Hi Team,
I am trying to build a alteryx designer workflow where i am transforming the data in desired format and then we have to write the data on Hive.
We are dealing with large amount of data for eg: After transformation we want to upload millions of records after each run. To work with Hive connection we are using ODBC connection and Drivers used Hortonworks Hive ODBC Connection.
We have tried many possibilities and after every approach, it takes 24 – 48 hours and sometimes even more to write data on Hive.
Problem Statement: We want to upload data from one Database to another(Hive)
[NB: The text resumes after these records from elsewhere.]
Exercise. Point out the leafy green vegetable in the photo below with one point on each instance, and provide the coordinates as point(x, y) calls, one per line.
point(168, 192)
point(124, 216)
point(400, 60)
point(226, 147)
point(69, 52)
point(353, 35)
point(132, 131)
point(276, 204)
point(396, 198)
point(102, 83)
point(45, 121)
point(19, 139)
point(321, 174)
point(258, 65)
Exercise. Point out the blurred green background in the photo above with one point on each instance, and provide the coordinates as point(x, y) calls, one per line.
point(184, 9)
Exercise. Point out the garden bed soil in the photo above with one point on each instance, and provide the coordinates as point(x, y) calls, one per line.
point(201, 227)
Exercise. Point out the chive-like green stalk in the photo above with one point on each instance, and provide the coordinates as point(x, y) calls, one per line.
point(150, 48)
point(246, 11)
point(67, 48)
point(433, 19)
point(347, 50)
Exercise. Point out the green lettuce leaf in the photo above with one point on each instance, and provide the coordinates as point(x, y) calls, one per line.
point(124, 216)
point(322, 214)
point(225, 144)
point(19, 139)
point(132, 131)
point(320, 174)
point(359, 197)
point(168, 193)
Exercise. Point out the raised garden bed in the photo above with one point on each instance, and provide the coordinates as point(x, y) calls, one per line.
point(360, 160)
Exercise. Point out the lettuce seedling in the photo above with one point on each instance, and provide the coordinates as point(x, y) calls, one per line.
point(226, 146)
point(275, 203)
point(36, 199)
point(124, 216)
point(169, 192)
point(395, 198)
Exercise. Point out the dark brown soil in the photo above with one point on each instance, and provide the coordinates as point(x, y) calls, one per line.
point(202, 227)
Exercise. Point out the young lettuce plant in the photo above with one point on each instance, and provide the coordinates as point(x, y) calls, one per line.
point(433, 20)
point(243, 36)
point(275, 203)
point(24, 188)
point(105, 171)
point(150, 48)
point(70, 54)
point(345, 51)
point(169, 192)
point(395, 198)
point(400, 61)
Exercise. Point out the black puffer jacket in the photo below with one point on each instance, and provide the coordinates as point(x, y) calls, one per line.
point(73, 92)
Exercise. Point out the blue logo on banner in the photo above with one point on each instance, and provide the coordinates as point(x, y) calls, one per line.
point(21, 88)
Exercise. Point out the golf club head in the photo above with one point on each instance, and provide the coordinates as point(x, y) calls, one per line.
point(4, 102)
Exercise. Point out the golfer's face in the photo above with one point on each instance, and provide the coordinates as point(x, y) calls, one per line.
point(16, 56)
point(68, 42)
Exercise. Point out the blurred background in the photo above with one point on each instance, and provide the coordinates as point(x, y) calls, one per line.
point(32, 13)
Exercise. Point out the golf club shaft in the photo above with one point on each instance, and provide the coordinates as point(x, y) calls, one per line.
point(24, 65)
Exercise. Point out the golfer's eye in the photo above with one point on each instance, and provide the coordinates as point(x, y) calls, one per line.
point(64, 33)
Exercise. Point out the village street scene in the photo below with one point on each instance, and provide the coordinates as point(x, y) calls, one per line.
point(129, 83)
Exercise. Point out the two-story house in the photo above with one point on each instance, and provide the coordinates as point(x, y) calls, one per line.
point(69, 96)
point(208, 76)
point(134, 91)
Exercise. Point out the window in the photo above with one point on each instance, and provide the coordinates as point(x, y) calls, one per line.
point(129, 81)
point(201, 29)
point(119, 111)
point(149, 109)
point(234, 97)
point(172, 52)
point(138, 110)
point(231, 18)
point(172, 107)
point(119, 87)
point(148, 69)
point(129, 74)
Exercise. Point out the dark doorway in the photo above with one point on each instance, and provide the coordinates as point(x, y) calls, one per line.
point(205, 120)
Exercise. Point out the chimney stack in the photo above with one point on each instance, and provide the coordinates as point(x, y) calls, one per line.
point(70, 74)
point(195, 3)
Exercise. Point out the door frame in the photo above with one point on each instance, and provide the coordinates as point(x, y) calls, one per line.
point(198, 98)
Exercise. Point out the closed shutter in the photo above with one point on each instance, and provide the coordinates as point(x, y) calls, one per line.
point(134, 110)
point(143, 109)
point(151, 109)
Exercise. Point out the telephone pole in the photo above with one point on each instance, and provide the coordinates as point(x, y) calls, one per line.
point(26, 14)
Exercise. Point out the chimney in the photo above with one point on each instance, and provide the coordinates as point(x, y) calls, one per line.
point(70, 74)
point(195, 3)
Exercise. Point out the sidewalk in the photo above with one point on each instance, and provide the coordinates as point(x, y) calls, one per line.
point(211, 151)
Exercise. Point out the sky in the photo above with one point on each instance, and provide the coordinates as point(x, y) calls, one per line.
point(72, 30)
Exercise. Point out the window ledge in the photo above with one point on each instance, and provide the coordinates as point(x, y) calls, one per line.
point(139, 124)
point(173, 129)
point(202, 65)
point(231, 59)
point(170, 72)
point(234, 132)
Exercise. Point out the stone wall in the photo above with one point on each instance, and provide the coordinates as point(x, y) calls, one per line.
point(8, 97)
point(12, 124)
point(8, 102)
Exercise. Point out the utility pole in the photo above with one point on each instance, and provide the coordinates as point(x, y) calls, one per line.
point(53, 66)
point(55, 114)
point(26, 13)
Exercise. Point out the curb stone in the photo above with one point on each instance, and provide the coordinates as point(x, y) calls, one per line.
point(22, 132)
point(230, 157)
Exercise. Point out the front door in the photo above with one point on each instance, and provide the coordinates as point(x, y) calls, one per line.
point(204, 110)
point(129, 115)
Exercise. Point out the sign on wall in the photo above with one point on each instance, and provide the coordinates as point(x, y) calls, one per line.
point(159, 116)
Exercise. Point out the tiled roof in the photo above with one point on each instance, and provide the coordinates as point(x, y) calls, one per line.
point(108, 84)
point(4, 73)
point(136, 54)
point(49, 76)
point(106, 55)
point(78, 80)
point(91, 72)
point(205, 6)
Approach 1: We are fetching data from Input tool and with the help of Data stream in tool we write data on HIve
Approach 2:
Step 1: Fetching data from one database using Input/Connect in-DB Tool and stored in .avro file
Step 2: Using the same .avro file as an input and then storing the data in Hive using Output/write in DB tool
All the above approaches takes a long time to write data on Hive
While creating connection for Read and Write on ODBC we are using Hive ODBC as connection. Below connection is used for both READ and WRITE connection.
Can someone please help me on the same.
Thanks in advance
Rishabh
Hello @jainrishabh
You should use HDFS to write faster data in hive.
ex https://community.alteryx.com/t5/Engine-Works/Hadoop-Performance-Considerations/ba-p/486456
works for in-memory and in-database.
Best regards,
Simon